Fig. 3. In vitro vs. in vivo stability of surface painted RBCs.

Fig. 3

RBCs were double painted as in Fig. 2 (“high IgG” painting) and stability of DSPE-PEG-IgG/DiI was monitored with flow cytometry (Supplemental Fig. S4). A, Stability of IgG and after incubation in full medium (dotted trace) and whole blood (solid trace). IgG levels are stable in medium, but less stable in whole blood over 24h incubation period; B, Stability DiI after incubation in medium (dotted trace) and full mouse blood (solid trace); C, Summary of IgG fluorescence and DiI fluorescence loss at 24h.

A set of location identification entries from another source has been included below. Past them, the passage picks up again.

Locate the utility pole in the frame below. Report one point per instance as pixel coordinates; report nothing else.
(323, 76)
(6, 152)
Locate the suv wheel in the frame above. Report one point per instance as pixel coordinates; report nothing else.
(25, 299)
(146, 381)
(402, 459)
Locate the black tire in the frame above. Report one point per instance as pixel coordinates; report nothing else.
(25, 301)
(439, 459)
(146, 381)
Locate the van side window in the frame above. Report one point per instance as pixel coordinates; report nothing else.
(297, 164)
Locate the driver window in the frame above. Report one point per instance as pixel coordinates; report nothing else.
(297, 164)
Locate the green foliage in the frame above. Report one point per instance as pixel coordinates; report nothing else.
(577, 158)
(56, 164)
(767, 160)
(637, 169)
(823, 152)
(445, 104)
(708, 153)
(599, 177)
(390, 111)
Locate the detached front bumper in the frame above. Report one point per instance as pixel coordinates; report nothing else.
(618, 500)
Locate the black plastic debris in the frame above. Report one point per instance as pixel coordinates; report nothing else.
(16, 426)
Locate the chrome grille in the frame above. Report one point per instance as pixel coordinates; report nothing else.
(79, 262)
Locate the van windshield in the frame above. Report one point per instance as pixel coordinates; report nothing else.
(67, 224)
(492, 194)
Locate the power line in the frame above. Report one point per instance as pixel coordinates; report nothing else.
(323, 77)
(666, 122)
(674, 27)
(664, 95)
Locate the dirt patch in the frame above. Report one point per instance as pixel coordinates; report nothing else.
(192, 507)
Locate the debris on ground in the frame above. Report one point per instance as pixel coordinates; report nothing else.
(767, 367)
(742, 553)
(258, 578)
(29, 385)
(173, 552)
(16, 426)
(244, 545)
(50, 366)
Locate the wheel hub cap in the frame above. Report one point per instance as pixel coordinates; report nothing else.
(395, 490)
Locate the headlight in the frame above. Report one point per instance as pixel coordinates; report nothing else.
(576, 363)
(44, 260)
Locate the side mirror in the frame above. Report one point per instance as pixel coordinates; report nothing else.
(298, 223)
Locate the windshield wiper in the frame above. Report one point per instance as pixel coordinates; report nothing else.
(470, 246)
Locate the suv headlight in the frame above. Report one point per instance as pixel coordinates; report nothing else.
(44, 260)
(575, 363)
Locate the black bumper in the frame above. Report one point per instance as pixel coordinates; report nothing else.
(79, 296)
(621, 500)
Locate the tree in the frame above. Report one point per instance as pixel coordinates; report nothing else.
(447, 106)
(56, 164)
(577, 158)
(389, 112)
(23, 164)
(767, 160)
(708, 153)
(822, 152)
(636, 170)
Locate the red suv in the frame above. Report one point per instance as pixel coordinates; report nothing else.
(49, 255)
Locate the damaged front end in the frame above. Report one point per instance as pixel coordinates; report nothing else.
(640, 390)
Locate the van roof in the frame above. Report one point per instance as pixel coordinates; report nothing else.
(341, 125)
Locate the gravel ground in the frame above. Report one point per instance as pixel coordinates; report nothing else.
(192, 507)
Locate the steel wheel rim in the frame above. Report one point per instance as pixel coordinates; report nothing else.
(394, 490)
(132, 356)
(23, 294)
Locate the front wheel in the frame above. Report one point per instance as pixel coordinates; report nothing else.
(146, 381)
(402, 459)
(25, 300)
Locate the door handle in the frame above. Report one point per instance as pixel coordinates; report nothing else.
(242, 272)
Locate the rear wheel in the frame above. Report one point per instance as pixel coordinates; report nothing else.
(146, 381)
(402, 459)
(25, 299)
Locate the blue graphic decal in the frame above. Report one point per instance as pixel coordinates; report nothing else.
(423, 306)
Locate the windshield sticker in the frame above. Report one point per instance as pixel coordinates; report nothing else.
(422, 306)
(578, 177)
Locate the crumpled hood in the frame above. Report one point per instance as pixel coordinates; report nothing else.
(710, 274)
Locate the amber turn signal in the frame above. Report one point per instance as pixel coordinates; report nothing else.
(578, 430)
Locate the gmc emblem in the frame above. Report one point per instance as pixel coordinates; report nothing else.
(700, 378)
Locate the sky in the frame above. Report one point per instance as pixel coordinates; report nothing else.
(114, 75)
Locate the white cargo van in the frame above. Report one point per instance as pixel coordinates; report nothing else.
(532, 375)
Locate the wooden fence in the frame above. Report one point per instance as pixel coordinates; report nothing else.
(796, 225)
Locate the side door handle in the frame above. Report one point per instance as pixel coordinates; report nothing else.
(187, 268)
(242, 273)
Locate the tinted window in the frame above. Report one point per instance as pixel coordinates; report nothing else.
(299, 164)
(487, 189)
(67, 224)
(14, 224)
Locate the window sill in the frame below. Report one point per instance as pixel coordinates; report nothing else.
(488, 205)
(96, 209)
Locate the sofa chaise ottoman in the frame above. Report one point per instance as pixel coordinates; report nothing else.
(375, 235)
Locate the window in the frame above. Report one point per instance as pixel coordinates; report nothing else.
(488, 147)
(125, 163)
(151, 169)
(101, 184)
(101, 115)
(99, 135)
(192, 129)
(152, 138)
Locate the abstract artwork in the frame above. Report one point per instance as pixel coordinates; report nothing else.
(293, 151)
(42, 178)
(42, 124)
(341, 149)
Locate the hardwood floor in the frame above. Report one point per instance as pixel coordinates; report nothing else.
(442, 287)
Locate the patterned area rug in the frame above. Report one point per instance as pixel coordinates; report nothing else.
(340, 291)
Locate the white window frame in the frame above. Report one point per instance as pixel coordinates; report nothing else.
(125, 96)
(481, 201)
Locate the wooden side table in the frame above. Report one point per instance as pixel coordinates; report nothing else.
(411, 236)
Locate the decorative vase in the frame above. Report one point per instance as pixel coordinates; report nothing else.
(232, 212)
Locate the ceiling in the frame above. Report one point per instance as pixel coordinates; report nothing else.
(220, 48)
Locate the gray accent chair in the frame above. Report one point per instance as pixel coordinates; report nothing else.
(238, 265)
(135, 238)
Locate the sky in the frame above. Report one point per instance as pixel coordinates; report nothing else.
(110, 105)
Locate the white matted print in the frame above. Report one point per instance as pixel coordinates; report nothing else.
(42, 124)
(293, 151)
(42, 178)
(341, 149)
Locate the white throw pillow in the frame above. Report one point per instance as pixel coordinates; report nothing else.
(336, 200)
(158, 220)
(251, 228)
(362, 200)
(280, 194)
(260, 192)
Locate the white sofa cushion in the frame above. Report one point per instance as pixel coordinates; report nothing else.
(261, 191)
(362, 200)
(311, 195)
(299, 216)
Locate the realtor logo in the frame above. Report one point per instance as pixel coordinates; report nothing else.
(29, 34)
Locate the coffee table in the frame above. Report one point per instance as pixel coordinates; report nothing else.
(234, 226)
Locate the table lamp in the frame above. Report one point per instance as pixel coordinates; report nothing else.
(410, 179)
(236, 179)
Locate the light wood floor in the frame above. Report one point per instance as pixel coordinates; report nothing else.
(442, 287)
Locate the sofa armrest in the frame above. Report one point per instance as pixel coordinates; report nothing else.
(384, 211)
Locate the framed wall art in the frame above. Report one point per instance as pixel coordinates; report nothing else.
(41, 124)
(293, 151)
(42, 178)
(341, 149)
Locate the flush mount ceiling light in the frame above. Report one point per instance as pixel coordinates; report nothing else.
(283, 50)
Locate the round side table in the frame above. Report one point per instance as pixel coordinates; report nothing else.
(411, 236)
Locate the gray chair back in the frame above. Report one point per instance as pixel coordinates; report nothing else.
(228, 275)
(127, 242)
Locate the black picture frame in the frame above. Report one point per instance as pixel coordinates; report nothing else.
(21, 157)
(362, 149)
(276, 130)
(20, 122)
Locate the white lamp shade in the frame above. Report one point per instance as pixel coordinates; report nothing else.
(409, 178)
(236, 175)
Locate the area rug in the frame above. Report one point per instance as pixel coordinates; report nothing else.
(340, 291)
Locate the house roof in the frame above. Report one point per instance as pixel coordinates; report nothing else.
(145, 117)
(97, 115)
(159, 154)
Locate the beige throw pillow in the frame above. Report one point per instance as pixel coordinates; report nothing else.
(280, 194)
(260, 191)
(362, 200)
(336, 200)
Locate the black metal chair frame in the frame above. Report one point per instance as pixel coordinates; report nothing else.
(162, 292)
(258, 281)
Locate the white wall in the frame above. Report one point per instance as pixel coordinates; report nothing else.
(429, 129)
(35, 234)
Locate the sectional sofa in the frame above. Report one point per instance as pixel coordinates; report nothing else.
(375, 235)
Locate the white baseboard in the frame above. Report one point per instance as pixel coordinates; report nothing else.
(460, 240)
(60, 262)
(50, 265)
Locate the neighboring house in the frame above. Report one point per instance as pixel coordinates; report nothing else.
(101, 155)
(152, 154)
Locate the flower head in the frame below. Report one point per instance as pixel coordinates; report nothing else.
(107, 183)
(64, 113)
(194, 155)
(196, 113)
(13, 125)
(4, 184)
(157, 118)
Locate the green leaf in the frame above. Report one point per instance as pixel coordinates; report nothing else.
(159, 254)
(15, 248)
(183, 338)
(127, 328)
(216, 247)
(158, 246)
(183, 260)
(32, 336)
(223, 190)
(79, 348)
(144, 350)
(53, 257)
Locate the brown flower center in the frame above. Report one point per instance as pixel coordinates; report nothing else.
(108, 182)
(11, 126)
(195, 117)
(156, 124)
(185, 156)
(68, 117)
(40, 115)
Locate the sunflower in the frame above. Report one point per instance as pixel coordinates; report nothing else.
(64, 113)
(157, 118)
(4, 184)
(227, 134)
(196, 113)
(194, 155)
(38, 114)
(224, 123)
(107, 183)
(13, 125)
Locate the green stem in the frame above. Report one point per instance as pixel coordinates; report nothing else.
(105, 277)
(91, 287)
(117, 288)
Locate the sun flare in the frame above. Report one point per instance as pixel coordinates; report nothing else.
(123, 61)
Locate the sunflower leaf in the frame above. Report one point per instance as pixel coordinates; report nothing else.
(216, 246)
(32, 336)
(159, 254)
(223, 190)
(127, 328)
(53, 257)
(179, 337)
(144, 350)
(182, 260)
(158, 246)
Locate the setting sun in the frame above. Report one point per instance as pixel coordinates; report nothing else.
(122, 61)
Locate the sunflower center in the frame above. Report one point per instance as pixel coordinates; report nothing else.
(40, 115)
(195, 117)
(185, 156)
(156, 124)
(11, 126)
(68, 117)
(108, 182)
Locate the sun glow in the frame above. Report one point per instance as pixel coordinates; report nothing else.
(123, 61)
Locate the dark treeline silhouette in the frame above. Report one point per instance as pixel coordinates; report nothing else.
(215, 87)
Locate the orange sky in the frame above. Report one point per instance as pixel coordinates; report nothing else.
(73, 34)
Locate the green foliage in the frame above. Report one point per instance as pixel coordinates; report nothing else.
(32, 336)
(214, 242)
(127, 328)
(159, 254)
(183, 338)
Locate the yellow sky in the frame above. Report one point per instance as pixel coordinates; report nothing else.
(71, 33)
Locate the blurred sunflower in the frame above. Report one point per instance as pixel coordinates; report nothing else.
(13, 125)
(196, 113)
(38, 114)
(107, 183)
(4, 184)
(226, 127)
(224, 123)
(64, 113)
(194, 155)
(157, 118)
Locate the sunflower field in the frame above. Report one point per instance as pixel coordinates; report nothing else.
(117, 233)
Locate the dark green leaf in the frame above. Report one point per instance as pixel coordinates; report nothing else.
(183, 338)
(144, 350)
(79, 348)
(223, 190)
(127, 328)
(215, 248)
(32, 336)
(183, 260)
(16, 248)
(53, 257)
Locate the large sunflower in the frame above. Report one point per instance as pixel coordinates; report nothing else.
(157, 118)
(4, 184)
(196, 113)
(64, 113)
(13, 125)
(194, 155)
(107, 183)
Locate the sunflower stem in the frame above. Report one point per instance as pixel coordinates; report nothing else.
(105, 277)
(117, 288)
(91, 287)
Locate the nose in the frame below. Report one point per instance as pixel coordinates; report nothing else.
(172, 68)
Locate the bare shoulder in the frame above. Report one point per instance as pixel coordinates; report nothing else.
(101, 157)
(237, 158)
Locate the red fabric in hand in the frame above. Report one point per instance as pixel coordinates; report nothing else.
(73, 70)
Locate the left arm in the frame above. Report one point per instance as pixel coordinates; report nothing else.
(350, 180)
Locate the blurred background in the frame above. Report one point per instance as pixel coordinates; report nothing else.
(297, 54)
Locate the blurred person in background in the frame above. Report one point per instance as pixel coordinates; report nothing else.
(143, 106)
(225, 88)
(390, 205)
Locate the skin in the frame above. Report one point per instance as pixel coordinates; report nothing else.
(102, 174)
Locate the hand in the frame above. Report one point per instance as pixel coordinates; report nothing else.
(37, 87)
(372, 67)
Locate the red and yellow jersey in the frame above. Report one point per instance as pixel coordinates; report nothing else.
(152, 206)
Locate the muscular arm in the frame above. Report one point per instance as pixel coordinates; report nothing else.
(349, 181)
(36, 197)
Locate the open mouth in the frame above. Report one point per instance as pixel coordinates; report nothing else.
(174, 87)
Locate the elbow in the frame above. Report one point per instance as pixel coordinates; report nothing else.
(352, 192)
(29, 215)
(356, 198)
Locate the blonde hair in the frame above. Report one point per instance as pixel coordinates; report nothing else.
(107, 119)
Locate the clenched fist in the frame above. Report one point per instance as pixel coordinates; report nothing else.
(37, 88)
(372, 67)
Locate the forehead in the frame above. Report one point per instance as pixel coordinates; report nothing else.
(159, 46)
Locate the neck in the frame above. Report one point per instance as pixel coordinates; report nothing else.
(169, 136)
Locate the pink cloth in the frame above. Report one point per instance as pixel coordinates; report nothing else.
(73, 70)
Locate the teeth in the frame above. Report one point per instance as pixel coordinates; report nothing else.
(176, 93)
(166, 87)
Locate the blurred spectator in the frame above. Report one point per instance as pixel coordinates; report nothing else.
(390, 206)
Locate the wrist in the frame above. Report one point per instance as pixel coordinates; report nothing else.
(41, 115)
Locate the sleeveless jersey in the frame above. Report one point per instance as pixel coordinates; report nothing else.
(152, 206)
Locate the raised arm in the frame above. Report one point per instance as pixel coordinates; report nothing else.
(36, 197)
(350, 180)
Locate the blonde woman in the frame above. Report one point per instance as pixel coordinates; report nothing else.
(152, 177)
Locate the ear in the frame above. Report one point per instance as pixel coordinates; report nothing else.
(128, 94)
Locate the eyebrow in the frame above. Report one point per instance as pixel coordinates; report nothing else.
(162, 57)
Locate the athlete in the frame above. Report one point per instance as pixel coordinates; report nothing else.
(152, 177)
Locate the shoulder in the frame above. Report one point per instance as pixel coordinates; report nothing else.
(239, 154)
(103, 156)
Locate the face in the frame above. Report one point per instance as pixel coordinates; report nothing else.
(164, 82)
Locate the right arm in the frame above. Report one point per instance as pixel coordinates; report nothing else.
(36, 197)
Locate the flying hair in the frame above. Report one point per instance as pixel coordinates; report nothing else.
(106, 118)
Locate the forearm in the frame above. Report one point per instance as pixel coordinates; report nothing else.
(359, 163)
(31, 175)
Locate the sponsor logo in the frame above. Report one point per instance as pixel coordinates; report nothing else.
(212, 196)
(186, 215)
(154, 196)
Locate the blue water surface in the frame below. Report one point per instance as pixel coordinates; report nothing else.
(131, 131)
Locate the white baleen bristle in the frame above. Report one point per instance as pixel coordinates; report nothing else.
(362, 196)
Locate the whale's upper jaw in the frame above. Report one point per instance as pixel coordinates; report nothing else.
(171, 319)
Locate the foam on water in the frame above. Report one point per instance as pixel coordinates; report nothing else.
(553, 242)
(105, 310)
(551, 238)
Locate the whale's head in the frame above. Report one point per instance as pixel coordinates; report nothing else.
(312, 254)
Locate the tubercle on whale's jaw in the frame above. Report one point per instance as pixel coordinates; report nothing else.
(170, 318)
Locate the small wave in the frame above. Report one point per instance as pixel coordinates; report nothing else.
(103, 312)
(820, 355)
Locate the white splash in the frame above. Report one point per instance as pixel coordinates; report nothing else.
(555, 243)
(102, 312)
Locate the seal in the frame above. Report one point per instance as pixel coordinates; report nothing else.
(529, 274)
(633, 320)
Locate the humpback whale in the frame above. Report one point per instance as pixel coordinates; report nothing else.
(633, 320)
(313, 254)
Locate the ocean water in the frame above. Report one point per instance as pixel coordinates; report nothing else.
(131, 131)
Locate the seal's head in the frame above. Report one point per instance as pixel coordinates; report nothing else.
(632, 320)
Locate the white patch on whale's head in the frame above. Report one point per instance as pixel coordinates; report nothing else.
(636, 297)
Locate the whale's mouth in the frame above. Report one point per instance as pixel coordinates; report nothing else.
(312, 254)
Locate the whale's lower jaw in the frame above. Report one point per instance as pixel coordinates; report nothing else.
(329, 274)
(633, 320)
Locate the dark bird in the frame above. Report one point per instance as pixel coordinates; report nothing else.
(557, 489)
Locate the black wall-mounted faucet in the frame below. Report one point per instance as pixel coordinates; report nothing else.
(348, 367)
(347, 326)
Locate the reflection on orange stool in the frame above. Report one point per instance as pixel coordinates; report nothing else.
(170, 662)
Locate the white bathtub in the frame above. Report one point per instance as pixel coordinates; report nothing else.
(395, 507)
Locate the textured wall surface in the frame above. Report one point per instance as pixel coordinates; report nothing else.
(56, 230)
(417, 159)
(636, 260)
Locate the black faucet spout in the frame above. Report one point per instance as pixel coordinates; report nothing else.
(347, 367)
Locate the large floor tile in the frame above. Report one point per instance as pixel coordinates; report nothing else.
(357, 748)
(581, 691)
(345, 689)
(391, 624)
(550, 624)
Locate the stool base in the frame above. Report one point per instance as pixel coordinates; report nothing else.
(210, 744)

Some IgG is lost in vitro due to exchange with blood components judging by the significant difference between ROMI and blood incubation levels (p-value<0.001, n=3, two-sided t-test). In vivo specific loss contributes significantly since there is a difference between IgG levels in blood in vitro and in vivo (p-value<0.001, n=3, two-sided t-test); D, Flow cytometry histograms of DSPE-PEG-IgG levels on RBCs in blood in vitro (left) and in vivo (right). Red trace is 5 min post-incubation (injection), blue trace is 24h post-incubation (injection). The histogram shows that there is no transfer of fluorescence from painted RBCs (arrow) to normal RBCs (major population) both in vitro and in vivo.